Let \(0<\alpha _0\leqslant \alpha _1\leqslant \cdots \leqslant 2\), \(\alpha ^*=\lim _{k\rightarrow \infty }{\alpha }_k\), and define \(f(r)=r^{-\alpha _{{{\lfloor }{r}{\rfloor }}}}\), \(r>0\). Then \(f(1/r)\in \mathrm WLSC (\alpha _0,0,1)\cap \mathrm WUSC (\alpha ^*,0,1)\), if \(\alpha ^*<2\). Consider a unimodal Lévy process with Lévy density \(\nu (x)=f(|x|)|x|^{-d}\), \(x\ne 0\). By [10, Proposition 28], \(\psi \in \mathrm WLSC (\alpha _0,0,{\underline{c}})\). For \(d\geqslant 3\) by Lemma 7.2 we get \(\mathbb {E}^x\tau _{B_r}\approx 1/\sqrt{f(r)f(r-|x|)}\), where \(|x|<r<\infty \), and the comparability constant is independent of \(r\). If \(\alpha ^*<2\), then by [24, Proposition 8] \(\psi \in \mathrm WUSC (\alpha ^*,0,{\overline{C}})\). The above approximation for \(\mathbb {E}^x\tau _{B_r}\) is valid for \(d=2\), too, cf. Lemma 7.3.

Example 3

Let \(d\geqslant 3\), \(\sigma \geqslant 0\), \(\nu (x)=f(|x|)/|x|^d\), \(x\in {\mathbb {R}^{d}{\setminus }\{0\}}\).
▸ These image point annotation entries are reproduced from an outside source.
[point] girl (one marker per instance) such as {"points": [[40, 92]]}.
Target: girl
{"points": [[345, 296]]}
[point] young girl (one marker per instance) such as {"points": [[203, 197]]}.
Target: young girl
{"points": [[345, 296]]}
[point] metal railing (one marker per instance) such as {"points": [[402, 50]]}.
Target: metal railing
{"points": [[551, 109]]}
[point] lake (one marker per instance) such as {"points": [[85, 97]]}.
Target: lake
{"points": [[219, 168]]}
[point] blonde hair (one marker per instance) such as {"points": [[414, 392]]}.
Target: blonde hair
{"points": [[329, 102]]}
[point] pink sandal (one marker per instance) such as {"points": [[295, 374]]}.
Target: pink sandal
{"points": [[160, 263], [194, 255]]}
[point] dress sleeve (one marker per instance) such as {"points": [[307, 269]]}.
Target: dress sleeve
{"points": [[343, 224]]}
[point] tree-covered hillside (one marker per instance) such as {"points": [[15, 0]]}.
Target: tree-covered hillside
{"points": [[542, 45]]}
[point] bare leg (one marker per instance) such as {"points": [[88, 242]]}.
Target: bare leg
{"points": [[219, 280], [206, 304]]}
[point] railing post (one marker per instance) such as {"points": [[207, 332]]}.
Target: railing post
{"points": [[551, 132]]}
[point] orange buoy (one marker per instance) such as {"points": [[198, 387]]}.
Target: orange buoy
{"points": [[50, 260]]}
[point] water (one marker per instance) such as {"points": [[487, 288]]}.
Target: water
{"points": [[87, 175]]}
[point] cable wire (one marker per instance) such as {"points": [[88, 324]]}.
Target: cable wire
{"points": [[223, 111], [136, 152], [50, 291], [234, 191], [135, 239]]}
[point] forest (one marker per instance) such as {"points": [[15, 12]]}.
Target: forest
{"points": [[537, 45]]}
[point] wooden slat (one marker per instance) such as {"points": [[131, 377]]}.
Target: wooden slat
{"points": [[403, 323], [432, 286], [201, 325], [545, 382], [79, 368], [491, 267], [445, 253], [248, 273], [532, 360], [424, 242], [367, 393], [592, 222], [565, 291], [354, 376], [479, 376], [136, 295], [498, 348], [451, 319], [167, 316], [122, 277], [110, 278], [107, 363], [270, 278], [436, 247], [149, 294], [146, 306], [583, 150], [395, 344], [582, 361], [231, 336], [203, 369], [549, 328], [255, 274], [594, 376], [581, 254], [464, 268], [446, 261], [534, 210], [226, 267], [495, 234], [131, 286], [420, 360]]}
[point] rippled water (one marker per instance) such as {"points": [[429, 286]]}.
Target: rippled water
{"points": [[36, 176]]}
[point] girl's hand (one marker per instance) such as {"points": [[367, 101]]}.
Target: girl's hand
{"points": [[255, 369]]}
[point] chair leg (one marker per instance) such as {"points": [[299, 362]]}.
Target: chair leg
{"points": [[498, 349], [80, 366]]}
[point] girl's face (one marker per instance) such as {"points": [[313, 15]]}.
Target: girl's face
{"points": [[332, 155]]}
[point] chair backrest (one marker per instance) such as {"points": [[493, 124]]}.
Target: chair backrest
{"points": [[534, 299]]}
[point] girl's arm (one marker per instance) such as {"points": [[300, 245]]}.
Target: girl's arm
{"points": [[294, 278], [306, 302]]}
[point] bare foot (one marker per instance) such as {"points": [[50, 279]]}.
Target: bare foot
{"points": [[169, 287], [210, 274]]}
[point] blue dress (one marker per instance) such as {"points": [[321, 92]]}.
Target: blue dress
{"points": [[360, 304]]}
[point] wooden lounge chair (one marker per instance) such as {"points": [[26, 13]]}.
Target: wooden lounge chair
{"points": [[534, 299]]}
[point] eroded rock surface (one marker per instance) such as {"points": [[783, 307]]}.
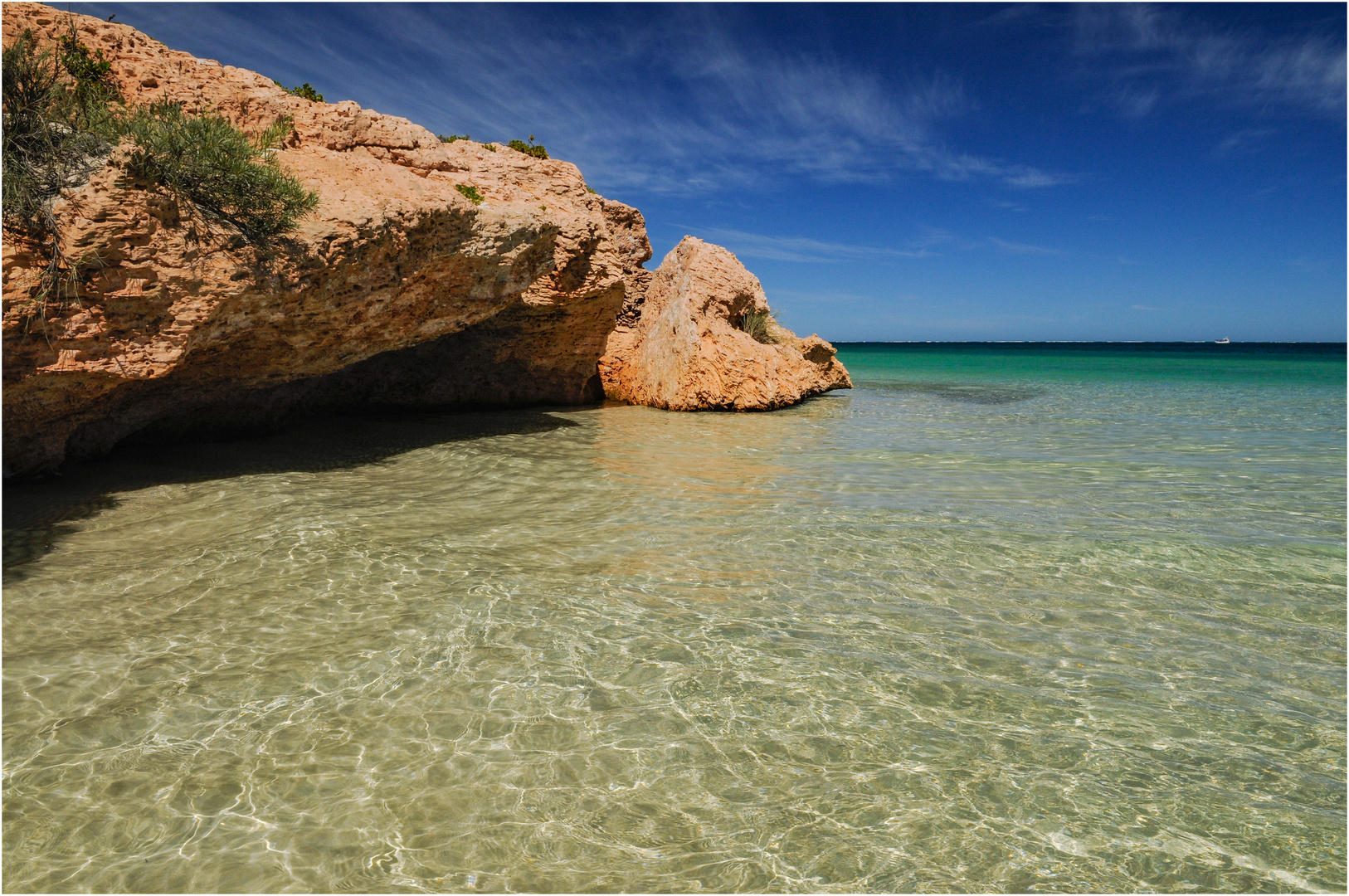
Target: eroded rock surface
{"points": [[680, 346], [397, 292]]}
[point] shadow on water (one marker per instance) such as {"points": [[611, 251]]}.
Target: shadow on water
{"points": [[963, 393], [39, 514]]}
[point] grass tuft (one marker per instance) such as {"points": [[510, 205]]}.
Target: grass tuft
{"points": [[219, 169], [529, 149], [757, 325], [304, 92]]}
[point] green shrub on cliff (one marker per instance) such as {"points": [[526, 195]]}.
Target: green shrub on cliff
{"points": [[757, 325], [56, 123], [304, 92], [219, 169], [529, 149]]}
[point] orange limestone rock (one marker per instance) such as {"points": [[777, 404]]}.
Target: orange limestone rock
{"points": [[680, 347], [398, 292]]}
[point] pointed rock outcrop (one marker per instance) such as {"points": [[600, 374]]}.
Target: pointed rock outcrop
{"points": [[680, 346]]}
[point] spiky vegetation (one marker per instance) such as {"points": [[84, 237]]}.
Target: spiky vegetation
{"points": [[56, 124], [62, 114], [529, 149], [304, 92], [226, 176], [470, 193], [758, 324]]}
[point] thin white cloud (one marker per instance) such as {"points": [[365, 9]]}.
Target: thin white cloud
{"points": [[1245, 140], [797, 249], [1023, 249], [1157, 51], [665, 99]]}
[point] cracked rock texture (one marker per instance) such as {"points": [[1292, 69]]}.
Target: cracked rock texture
{"points": [[681, 348], [398, 292]]}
Let \(f\geqslant 0\) be non-increasing and let \(\beta >0\) be such that \(f(\lambda r)\leqslant c\lambda ^{-\beta }f(r)\) for \(r>0\) and \(\lambda >1\) (see [24, Example 2 and 48] and Lemma 7.2). So is the case for the following processes (with \(\alpha ,\alpha _1\in (0,2)\)): truncated stable process (\(f(r)=r^{-\alpha }\mathbf 1 _{(0,1)}(r)\)), tempered stable process (\(f(r)=r^{-\alpha }e^{-r}\)), isotropic Lamperti stable process (\(f(r)=re^{\delta {r}}(e^r-1)^{-\alpha -1}\), where \(\delta <\alpha +1\)) and layered stable process (\(f(r)=r^{-\alpha }\mathbf 1 _{(0,1)}(r)+ r^{-\alpha _1}\mathbf 1 _{[1,\infty )}(r)\)).

More examples of isotropic processes with scaling may be found in [10, Section 4.1].